6 thoughts on “Bonus: Tying up loose ends

  1. Ethan

    For the record, asymptote is used with LaTeX to make pretty graphs. With the right code, you can embed fancy drawings/diagrams in Latex documents using asymptote. I am sure it can be used for much more, though. Have you ever heard of Inkscape? I believe that asymptote can be used to create diagrams from markup code, much like LaTeX uses markup to make pretty PDFs. However, I know LaTeX, which is not nearly as scary as it looks, but I have only dabbled with asymptote.

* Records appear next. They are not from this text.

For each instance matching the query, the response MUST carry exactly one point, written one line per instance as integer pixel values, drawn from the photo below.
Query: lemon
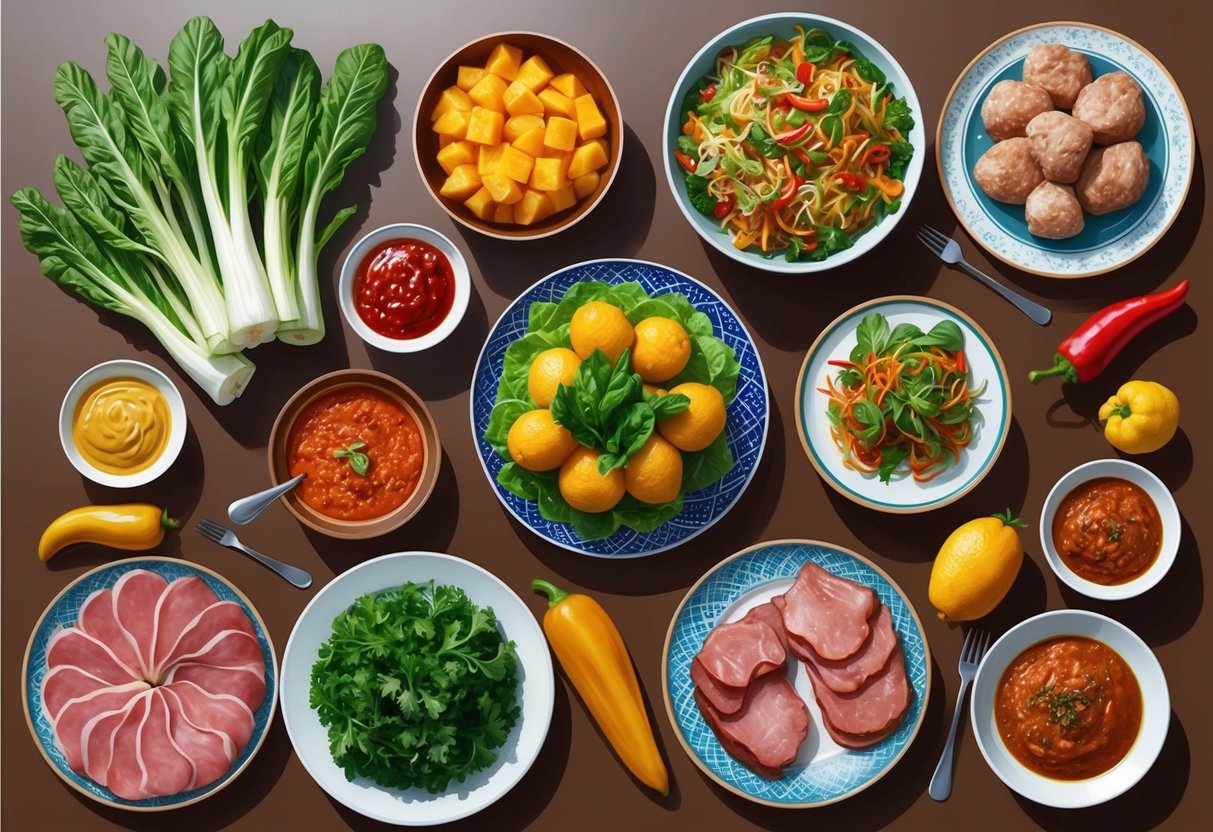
(584, 488)
(551, 369)
(661, 349)
(696, 427)
(537, 443)
(599, 325)
(654, 473)
(975, 568)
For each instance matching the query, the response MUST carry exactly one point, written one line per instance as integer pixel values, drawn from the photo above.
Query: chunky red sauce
(404, 289)
(392, 445)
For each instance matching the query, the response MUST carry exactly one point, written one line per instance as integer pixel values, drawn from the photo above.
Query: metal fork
(977, 642)
(225, 536)
(949, 251)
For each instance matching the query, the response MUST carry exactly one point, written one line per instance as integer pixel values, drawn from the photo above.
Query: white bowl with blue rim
(745, 429)
(704, 63)
(1106, 241)
(823, 771)
(64, 610)
(903, 495)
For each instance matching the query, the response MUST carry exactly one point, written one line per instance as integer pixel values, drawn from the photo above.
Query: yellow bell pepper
(1142, 417)
(592, 653)
(132, 526)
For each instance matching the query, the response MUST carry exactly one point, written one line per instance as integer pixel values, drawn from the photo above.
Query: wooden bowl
(402, 394)
(562, 57)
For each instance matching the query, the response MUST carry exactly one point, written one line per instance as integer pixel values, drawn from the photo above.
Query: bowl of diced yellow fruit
(518, 135)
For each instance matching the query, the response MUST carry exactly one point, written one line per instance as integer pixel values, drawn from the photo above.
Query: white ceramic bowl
(396, 232)
(1155, 710)
(781, 24)
(1167, 512)
(124, 369)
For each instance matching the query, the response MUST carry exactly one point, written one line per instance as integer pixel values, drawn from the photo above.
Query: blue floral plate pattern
(746, 428)
(64, 610)
(824, 771)
(1106, 241)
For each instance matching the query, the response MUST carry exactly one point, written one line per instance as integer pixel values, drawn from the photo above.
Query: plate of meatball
(1065, 149)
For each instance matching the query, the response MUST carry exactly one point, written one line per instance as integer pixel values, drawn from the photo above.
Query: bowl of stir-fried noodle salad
(793, 142)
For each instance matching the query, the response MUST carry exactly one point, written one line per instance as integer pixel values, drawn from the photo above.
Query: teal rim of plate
(1003, 422)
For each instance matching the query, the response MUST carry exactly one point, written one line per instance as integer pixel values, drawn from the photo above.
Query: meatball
(1053, 211)
(1112, 177)
(1112, 106)
(1058, 70)
(1007, 171)
(1011, 106)
(1060, 144)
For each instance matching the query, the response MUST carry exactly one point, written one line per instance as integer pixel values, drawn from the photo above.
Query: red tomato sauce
(404, 289)
(339, 420)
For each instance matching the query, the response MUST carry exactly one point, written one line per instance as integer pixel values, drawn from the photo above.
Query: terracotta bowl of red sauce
(370, 450)
(404, 288)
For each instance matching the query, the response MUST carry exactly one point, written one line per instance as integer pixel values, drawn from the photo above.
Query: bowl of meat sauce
(369, 448)
(1110, 529)
(1070, 708)
(404, 288)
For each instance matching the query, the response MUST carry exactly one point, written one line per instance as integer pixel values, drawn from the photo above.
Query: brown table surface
(642, 46)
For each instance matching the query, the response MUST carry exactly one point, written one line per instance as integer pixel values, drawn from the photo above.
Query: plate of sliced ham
(797, 673)
(149, 683)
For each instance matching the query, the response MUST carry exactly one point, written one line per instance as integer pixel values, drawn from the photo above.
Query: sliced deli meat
(827, 611)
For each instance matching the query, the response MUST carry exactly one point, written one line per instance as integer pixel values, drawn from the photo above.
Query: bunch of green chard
(158, 224)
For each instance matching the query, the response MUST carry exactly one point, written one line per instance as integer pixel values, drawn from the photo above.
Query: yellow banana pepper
(1142, 417)
(592, 653)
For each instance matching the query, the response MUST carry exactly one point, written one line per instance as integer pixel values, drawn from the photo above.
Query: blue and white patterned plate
(746, 428)
(64, 610)
(824, 771)
(1108, 241)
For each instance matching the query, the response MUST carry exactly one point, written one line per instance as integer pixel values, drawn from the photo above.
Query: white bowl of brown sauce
(1070, 708)
(1110, 529)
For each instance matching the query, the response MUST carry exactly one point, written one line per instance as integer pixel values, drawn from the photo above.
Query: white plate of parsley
(419, 656)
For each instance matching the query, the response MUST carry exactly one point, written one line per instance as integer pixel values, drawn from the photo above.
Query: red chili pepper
(807, 104)
(1097, 341)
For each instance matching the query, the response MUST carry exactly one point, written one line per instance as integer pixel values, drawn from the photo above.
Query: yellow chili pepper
(131, 526)
(1142, 417)
(592, 653)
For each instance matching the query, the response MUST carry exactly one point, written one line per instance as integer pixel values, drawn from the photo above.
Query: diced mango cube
(588, 157)
(455, 154)
(468, 77)
(534, 73)
(561, 134)
(504, 61)
(585, 184)
(461, 183)
(489, 92)
(516, 164)
(453, 98)
(550, 174)
(502, 188)
(519, 124)
(484, 125)
(453, 123)
(557, 103)
(480, 204)
(591, 123)
(569, 85)
(533, 208)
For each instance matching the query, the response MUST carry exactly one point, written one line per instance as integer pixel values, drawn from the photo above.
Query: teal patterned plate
(824, 771)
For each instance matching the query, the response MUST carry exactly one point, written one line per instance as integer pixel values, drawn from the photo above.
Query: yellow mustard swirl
(121, 426)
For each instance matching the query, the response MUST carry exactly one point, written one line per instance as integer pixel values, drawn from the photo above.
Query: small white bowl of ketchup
(404, 288)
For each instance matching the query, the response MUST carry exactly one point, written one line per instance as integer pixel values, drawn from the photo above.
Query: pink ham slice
(767, 733)
(878, 705)
(827, 611)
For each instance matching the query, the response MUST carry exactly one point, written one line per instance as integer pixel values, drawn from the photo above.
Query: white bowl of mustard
(123, 423)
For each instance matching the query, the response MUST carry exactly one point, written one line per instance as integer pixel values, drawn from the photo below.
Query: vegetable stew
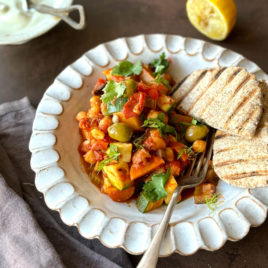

Latex is to word as asymptote is to Inkscape.

  2. gewg_

    An asymptote is a line that a curve (e.g. a hyperbola) approaches but never touches.
    It sounds like you supply an equation (e.g. x^2 – y^2 = c) and specify limits (or, as Ethan says, supply a data set) and the app plots the curve/points.

    This reminds me of an old joke.
    The stunning female academic proposed a game to two educated men:
    When either of the men gave a favorable response, he could halve the distance to her.
    The mathematician, realizing that he could never reach her location, declined.
    The engineer, realizing that he could get close enough for practical purposes, accepted.